Investing In Counselors Isn't Only About Mental Health, It's Good For Academics Too

School counselors have long been understood as a key ingredient in college access, but the impact of counselors on student achievement has largely gone unmeasured. A recent paper from researcher Christine Mulhern, a Ph.D. student and PIER fellow at the Center on Education Policy Research at Harvard University, fills that gap, making clear just how valuable a counselor’s role can be. Indeed, Mulhern found that while teachers and counselors make an impact on students via different avenues, the effect of counselors is similar to that of teachers when it comes to educational attainment.

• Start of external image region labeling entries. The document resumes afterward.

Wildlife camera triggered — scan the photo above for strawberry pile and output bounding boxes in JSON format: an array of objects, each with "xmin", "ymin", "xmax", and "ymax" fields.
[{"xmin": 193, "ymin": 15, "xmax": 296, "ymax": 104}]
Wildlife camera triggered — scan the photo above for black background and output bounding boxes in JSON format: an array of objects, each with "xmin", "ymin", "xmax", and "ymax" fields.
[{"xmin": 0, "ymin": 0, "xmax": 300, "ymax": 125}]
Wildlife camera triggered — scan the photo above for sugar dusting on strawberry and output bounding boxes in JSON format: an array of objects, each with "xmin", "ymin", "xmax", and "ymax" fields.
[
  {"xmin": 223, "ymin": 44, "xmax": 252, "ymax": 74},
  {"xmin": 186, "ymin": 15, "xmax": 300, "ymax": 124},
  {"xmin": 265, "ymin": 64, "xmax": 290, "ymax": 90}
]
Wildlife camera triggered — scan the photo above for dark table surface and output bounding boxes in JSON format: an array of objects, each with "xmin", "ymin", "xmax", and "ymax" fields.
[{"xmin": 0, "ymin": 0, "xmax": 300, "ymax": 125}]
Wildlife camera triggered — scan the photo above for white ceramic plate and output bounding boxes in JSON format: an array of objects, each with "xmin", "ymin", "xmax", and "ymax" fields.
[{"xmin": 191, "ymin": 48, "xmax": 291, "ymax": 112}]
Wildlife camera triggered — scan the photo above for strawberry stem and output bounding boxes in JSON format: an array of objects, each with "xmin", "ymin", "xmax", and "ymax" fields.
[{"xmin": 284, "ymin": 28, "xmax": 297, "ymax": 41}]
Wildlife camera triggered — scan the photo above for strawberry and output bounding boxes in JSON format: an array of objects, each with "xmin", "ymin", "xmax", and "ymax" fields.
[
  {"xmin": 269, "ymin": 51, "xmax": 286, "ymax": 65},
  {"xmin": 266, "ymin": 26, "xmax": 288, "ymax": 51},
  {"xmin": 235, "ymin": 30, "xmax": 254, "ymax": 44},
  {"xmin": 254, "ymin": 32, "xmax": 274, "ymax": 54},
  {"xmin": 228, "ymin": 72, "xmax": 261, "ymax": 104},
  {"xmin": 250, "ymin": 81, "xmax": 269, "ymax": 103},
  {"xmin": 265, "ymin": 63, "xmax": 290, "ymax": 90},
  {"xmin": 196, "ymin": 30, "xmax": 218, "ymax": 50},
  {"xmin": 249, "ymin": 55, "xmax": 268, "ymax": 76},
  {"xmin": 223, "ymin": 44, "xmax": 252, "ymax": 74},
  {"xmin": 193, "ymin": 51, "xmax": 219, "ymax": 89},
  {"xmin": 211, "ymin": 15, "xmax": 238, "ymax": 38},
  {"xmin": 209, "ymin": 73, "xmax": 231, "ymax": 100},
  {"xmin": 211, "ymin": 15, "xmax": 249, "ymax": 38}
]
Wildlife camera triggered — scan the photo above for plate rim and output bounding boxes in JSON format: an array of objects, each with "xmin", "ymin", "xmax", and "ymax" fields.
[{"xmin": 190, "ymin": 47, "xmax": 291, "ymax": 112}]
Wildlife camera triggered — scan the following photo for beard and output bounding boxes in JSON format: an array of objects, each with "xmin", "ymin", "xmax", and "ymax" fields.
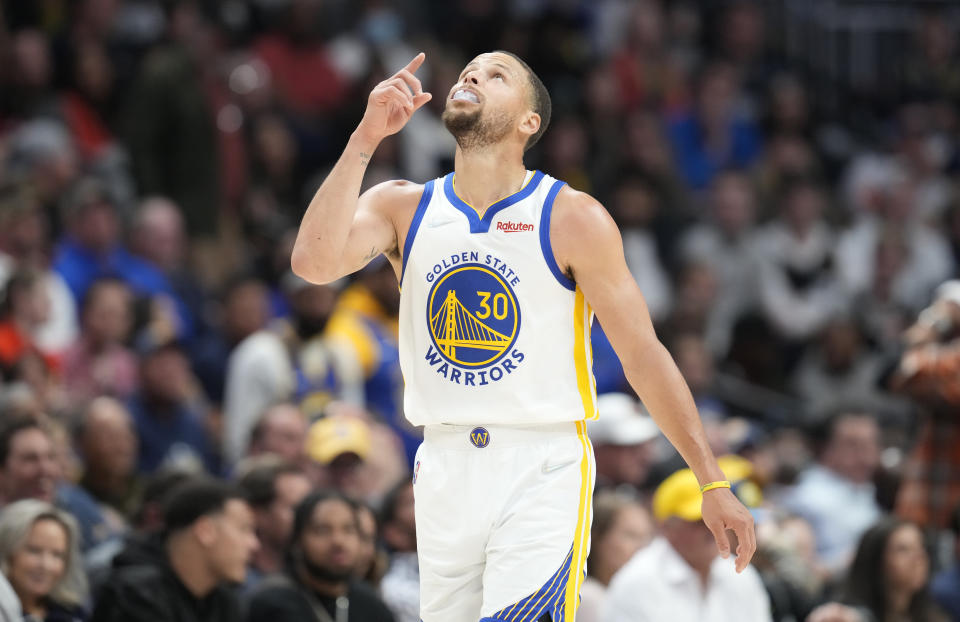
[
  {"xmin": 441, "ymin": 106, "xmax": 511, "ymax": 151},
  {"xmin": 300, "ymin": 555, "xmax": 353, "ymax": 583}
]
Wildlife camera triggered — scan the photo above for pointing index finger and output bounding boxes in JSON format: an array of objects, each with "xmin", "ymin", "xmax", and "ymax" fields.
[{"xmin": 397, "ymin": 52, "xmax": 427, "ymax": 73}]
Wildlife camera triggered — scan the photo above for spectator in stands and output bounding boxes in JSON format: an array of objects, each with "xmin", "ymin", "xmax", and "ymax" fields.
[
  {"xmin": 837, "ymin": 167, "xmax": 954, "ymax": 311},
  {"xmin": 679, "ymin": 170, "xmax": 761, "ymax": 355},
  {"xmin": 130, "ymin": 197, "xmax": 205, "ymax": 340},
  {"xmin": 0, "ymin": 572, "xmax": 23, "ymax": 622},
  {"xmin": 190, "ymin": 274, "xmax": 270, "ymax": 404},
  {"xmin": 808, "ymin": 518, "xmax": 946, "ymax": 622},
  {"xmin": 122, "ymin": 1, "xmax": 219, "ymax": 235},
  {"xmin": 0, "ymin": 499, "xmax": 88, "ymax": 622},
  {"xmin": 246, "ymin": 492, "xmax": 394, "ymax": 622},
  {"xmin": 670, "ymin": 62, "xmax": 761, "ymax": 190},
  {"xmin": 0, "ymin": 418, "xmax": 60, "ymax": 506},
  {"xmin": 792, "ymin": 316, "xmax": 895, "ymax": 421},
  {"xmin": 354, "ymin": 503, "xmax": 388, "ymax": 592},
  {"xmin": 130, "ymin": 338, "xmax": 219, "ymax": 473},
  {"xmin": 587, "ymin": 393, "xmax": 660, "ymax": 488},
  {"xmin": 893, "ymin": 280, "xmax": 960, "ymax": 528},
  {"xmin": 577, "ymin": 490, "xmax": 654, "ymax": 622},
  {"xmin": 600, "ymin": 458, "xmax": 772, "ymax": 622},
  {"xmin": 0, "ymin": 181, "xmax": 77, "ymax": 355},
  {"xmin": 611, "ymin": 176, "xmax": 673, "ymax": 322},
  {"xmin": 76, "ymin": 396, "xmax": 143, "ymax": 521},
  {"xmin": 380, "ymin": 481, "xmax": 420, "ymax": 622},
  {"xmin": 238, "ymin": 454, "xmax": 312, "ymax": 588},
  {"xmin": 757, "ymin": 179, "xmax": 847, "ymax": 341},
  {"xmin": 306, "ymin": 415, "xmax": 379, "ymax": 500},
  {"xmin": 92, "ymin": 479, "xmax": 257, "ymax": 622},
  {"xmin": 62, "ymin": 278, "xmax": 138, "ymax": 404},
  {"xmin": 327, "ymin": 258, "xmax": 414, "ymax": 467},
  {"xmin": 247, "ymin": 402, "xmax": 307, "ymax": 464},
  {"xmin": 0, "ymin": 269, "xmax": 56, "ymax": 378},
  {"xmin": 0, "ymin": 417, "xmax": 122, "ymax": 553},
  {"xmin": 223, "ymin": 273, "xmax": 363, "ymax": 464},
  {"xmin": 783, "ymin": 410, "xmax": 881, "ymax": 573},
  {"xmin": 930, "ymin": 505, "xmax": 960, "ymax": 622},
  {"xmin": 53, "ymin": 177, "xmax": 178, "ymax": 310}
]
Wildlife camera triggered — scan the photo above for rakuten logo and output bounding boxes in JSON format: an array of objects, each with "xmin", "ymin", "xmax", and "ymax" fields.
[{"xmin": 497, "ymin": 220, "xmax": 533, "ymax": 233}]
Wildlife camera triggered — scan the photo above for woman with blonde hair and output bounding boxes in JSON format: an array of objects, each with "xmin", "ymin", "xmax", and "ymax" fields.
[{"xmin": 0, "ymin": 499, "xmax": 87, "ymax": 622}]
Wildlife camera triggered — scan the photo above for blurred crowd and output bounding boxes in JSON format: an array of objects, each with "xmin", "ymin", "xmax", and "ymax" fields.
[{"xmin": 0, "ymin": 0, "xmax": 960, "ymax": 622}]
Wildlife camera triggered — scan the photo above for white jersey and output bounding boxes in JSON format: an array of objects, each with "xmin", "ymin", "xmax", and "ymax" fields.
[{"xmin": 400, "ymin": 171, "xmax": 597, "ymax": 425}]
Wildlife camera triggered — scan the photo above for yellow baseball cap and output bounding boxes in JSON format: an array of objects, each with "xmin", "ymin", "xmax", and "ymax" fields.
[
  {"xmin": 653, "ymin": 455, "xmax": 763, "ymax": 522},
  {"xmin": 306, "ymin": 415, "xmax": 370, "ymax": 464}
]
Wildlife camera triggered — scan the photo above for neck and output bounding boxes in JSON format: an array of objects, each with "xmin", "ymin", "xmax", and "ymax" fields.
[
  {"xmin": 593, "ymin": 562, "xmax": 615, "ymax": 585},
  {"xmin": 887, "ymin": 588, "xmax": 913, "ymax": 618},
  {"xmin": 454, "ymin": 144, "xmax": 527, "ymax": 213},
  {"xmin": 167, "ymin": 535, "xmax": 217, "ymax": 598},
  {"xmin": 17, "ymin": 592, "xmax": 47, "ymax": 619}
]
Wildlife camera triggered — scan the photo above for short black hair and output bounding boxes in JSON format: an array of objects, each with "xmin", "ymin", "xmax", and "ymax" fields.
[
  {"xmin": 0, "ymin": 416, "xmax": 50, "ymax": 468},
  {"xmin": 237, "ymin": 454, "xmax": 305, "ymax": 508},
  {"xmin": 287, "ymin": 490, "xmax": 360, "ymax": 552},
  {"xmin": 133, "ymin": 467, "xmax": 193, "ymax": 525},
  {"xmin": 808, "ymin": 410, "xmax": 877, "ymax": 456},
  {"xmin": 494, "ymin": 50, "xmax": 553, "ymax": 151},
  {"xmin": 163, "ymin": 476, "xmax": 247, "ymax": 537}
]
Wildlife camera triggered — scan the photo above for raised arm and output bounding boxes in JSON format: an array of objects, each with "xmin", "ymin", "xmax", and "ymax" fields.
[
  {"xmin": 290, "ymin": 53, "xmax": 431, "ymax": 283},
  {"xmin": 550, "ymin": 188, "xmax": 756, "ymax": 572}
]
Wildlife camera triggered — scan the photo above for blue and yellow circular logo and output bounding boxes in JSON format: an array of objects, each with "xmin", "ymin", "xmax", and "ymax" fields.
[{"xmin": 427, "ymin": 264, "xmax": 520, "ymax": 368}]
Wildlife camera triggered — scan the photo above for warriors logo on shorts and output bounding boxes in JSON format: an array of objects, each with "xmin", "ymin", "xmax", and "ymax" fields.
[
  {"xmin": 470, "ymin": 428, "xmax": 490, "ymax": 449},
  {"xmin": 426, "ymin": 264, "xmax": 520, "ymax": 369}
]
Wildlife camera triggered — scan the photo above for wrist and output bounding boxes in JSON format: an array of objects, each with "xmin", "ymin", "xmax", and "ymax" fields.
[
  {"xmin": 348, "ymin": 125, "xmax": 383, "ymax": 153},
  {"xmin": 700, "ymin": 479, "xmax": 730, "ymax": 494}
]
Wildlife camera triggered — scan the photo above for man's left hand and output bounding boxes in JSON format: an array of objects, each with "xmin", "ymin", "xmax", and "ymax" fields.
[{"xmin": 701, "ymin": 488, "xmax": 757, "ymax": 572}]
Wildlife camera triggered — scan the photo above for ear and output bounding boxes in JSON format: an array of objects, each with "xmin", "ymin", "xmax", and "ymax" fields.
[
  {"xmin": 519, "ymin": 112, "xmax": 540, "ymax": 143},
  {"xmin": 191, "ymin": 516, "xmax": 219, "ymax": 547}
]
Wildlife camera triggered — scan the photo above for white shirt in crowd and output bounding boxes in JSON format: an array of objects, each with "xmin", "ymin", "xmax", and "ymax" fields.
[
  {"xmin": 783, "ymin": 464, "xmax": 881, "ymax": 570},
  {"xmin": 600, "ymin": 538, "xmax": 772, "ymax": 622}
]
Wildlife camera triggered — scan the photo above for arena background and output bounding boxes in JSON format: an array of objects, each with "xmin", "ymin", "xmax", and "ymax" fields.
[{"xmin": 0, "ymin": 0, "xmax": 960, "ymax": 620}]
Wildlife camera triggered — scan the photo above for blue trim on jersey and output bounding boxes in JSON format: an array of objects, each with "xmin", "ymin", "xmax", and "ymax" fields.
[
  {"xmin": 540, "ymin": 179, "xmax": 577, "ymax": 292},
  {"xmin": 443, "ymin": 171, "xmax": 544, "ymax": 233},
  {"xmin": 400, "ymin": 179, "xmax": 434, "ymax": 289},
  {"xmin": 480, "ymin": 546, "xmax": 573, "ymax": 622}
]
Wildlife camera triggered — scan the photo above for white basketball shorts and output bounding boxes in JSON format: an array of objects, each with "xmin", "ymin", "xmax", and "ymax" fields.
[{"xmin": 413, "ymin": 422, "xmax": 595, "ymax": 622}]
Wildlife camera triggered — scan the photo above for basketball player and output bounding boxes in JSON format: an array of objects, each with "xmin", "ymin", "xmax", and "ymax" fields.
[{"xmin": 292, "ymin": 52, "xmax": 756, "ymax": 622}]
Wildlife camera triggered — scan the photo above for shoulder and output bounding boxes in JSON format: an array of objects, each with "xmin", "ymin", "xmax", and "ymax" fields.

The findings offer more evidence of the value of the counselor role and suggest that a greater investment in school counselors may be as effective and more cost-effective than rolling out new college-going interventions that operate outside of schools, like online platforms or external mentoring opportunities. But the study also found that investing in counselors doesn’t nececssarily mean hiring new counselors; it means investigating and sharing the practices of effective counselors so that more students can have access to the caliber of support they provide.

The Findings

Using methods similar to those used in teacher valued-added studies, Mulhern looked at a sample of quasi-randomly assigned high school students and their corresponding counselors from 131 schools in the state of Massachusetts. Her findings indicate that:

Counselors absolutely influence post-secondary achievement

Mulhern’s paper finds that improving access to the type of support provided by the best school counselors may be a promising way to increase educational attainment and close socioeconomic gaps. By making the impact of school counselors explicit, the study provides an impetus for further investigation. Though her data did not provide detail on what practices effective counselors use, Mulhern thinks that her findings indicate that there are other avenues and levers that education leaders can consider, beyond classroom teachers, for driving opportunity.

Supporting effective counselor practices has value even when caseloads are high
There may be large benefits, like mental health outcomes, to drastic reductions in caseloads (like going from 500 students to 200), but for schools in which caseloads will remain high, focusing on developing effective counselor practices may be more cost-effective and influential. Working with a sample of counselors who had roughly an average of 285 students, Mulhern found that reducing caseloads from 285 to 220 students (which is the expected reduction from hiring one more counselor in the average Massachusetts high school) had only a marginal positive impact on educational attainment. But the paper suggests that the potential for leveraging effective practices among a school’s existing counselors is significant.

Counselors can help students access information and opportunities
Mulhern shows that counselor practices, and the information they provide, can be vital in helping students access opportunities and apply to college, independent of classroom performance. “There’s this whole other area of things outside that traditional domain that students need assistance accessing, and counselors are particularly important for helping with that,” Mulhern says.